Whether the declaration is a token or a rule is determined by the case of the first letter of name (skipping a leading _):

  • An uppercase initial makes it a token: IDENT, STRING, _HEX_DIGIT.

  • A lowercase initial makes it a rule: expr, statement, _parenthesized.

A trailing -> action[, action...] block attaches token actions to the declaration. Three actions are recognized:

  • -> skip marks a token as a skip token: the lexer still matches it, but the parser drops it from the structural event stream by default. (Skip tokens still surface as Token events unless the consumer explicitly opts into drop-skips mode — see Using parsuna.) -> skip only applies to tokens; on a rule it is an error.

  • -> push(mode) and -> pop manipulate the lexer’s mode stack when the token matches; see Lexer modes below.

Action names other than skip / push / pop are rejected. Combining -> skip with -> push / -> pop on the same token is an error.

A leading _ marks a fragment.
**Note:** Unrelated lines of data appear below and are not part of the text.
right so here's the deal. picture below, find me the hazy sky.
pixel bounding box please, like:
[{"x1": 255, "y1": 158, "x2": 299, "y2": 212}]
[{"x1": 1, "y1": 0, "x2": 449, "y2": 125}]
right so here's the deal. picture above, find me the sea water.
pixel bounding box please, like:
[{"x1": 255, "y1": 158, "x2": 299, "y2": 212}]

Fragment tokens can be referenced from other token bodies but are not themselves produced at runtime; they are inlined into their callers before the lexer DFA is built. Fragment rules are inlined the same way — a fragment rule emits no Enter/Exit event and is not part of the public parser API. Combining _ with -> skip on the same token is rejected.

Token patterns

A token body is a regular expression over characters. The atoms are:

  • "abc" — a string literal, matches exactly those bytes.

  • 'a' — a character literal, matches one codepoint.

  • 'a'..'z' — a character range, matches any codepoint in the inclusive range.

  • . — matches any codepoint.

  • !x — the negation of an atom x (or a list of atoms in parentheses separated by |). The atom can be a character primary ('a', 'a'..'z', .) or a string literal ("*/", "-->"). Single-char atoms negate at the byte level (!('"' | '\n') is “any codepoint that’s neither " nor a newline”); string atoms add multi-byte lookahead — see Negated string lookahead below.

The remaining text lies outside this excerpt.